Living with Tinnitus
The British Tinnitus Association (BTA) are very passionate about making research high up on the political agenda for every single person who experiences the condition.
Tinnitus is prevalent and affects all age groups. Approximately 13% of UK adults live with persistent Tinnitus, and around 1 in 10 of those adults find it has a significant impact on their quality of life.
We speak to one of our staff members about their experience with Tinnitus, and how it affects them in their everyday life.
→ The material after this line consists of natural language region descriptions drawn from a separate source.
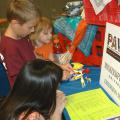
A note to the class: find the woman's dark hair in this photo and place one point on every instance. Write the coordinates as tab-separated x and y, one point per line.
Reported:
34	90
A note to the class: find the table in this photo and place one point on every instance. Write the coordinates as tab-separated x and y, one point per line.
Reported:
71	87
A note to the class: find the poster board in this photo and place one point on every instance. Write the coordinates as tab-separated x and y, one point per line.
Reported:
110	69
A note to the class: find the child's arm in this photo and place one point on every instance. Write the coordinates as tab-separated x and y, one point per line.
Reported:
51	57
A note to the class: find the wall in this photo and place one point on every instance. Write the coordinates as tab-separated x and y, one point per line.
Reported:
48	7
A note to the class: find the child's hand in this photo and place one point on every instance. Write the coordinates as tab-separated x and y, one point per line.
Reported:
66	75
60	101
67	67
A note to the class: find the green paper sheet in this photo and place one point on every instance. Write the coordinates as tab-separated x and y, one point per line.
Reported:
91	105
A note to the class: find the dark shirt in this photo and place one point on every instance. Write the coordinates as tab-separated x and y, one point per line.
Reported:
16	53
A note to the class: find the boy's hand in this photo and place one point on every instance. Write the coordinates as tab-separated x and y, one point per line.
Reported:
67	67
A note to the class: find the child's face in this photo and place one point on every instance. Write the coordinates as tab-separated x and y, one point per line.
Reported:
25	29
45	36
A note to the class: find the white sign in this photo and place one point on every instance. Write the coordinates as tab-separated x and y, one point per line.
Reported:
110	70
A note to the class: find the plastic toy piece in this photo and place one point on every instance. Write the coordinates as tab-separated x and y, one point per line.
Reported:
77	66
82	81
88	79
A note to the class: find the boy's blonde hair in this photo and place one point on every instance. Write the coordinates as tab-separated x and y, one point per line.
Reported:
22	10
43	24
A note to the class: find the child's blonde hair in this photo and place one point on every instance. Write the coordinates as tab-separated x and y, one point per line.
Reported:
22	10
43	24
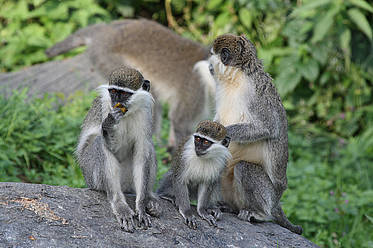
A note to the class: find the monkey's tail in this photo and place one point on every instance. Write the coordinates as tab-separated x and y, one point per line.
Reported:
281	219
79	38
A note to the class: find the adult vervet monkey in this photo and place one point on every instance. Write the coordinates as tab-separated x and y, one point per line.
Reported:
172	63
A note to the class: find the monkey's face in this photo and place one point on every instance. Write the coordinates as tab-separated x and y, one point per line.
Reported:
122	96
229	53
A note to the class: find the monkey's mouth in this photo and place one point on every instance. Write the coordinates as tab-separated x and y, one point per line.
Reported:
123	108
200	153
211	69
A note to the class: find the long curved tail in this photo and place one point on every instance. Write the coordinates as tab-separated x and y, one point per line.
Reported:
79	38
281	219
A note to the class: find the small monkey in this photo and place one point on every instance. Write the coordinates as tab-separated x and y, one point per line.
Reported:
248	104
176	67
115	149
195	173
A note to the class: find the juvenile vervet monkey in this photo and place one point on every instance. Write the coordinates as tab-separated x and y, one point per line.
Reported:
115	149
172	63
195	173
248	104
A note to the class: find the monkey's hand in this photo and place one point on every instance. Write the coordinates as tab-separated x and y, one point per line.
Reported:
142	218
124	215
112	119
189	218
246	215
207	217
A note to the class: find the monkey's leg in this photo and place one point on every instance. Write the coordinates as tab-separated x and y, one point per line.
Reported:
260	196
183	203
204	196
141	178
122	211
248	132
165	190
153	208
253	192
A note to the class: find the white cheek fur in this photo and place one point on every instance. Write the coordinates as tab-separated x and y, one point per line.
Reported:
206	168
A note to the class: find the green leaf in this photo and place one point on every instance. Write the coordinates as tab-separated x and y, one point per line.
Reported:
369	218
287	81
323	26
362	4
309	70
213	4
345	41
359	19
245	17
309	6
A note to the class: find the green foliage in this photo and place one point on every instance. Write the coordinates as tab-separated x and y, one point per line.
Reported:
29	27
38	138
319	52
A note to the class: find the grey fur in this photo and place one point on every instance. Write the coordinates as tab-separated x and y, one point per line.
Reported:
254	188
116	154
163	57
180	187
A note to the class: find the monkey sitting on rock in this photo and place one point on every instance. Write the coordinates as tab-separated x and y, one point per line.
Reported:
195	173
115	149
248	104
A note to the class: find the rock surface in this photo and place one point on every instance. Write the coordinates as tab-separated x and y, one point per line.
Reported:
34	215
64	76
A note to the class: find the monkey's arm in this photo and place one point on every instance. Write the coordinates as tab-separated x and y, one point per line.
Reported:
204	199
108	130
249	132
183	203
142	162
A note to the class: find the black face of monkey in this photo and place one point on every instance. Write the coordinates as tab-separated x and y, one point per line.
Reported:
123	96
201	145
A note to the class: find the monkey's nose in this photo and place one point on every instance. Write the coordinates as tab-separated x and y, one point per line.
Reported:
211	68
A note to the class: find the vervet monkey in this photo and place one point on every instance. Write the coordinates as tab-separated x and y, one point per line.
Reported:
115	149
195	173
248	104
172	63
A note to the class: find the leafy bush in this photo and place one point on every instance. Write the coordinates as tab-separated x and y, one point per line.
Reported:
319	52
38	138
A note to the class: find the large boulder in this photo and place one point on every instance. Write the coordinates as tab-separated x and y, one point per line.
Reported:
34	215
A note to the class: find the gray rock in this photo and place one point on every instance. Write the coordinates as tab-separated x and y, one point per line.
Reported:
34	215
64	76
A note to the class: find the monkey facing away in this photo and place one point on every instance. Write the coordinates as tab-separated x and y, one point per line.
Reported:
172	63
248	104
115	149
195	173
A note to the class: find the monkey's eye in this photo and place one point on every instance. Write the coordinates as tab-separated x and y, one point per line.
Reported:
225	54
125	93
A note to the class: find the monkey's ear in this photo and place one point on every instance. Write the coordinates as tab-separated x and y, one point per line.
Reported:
225	56
226	141
146	85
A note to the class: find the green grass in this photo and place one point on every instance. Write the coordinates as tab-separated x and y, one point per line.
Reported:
330	181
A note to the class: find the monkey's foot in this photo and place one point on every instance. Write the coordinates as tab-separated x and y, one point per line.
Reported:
143	219
246	215
189	219
168	198
215	212
125	216
153	208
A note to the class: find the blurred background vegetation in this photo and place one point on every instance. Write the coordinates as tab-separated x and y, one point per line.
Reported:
319	52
"We may hear many noises in our everyday life, but we don't LISTEN to the trivial sounds that have no meaning. Our brains learn quite quickly that the insignificant noises, such as a working fridge, are normal and doesn't require a reaction. However, when we hear a sound that has significance, such as a baby crying, we become immediately aware of it and act on that noise."
What is Tinnitus like for you?
"In my case, when I initially hear Tinnitus, I attach such a strong reaction to the sound that my brain thinks it is important. It then filters as a priority noise, and I begin to monitor it. I can't stop myself from listening to the tinnitus noise to see if it has altered in any way. In the quiet time before I sleep, the calm that I used to know, is now filled with either the anxiety that the sound will start or the sounds themselves."
What does it sound like?
"The best way for me to describe the sounds is a low humming/ringing sound, like the sounds of a factory in the distance. It increases and decreases in intensity which makes you listen more intently for variances and the intervening moments of silence."
What can you do to help with the condition?
"I use Tinnitus Retraining Therapy (TRT) which teaches the sufferer to ignore the noise, combined with deep relaxation and stress management. The object of this for me is to eliminate the anxiety that the Tinnitus causes - ultimately diverting the concentration away from the tinnitus noise."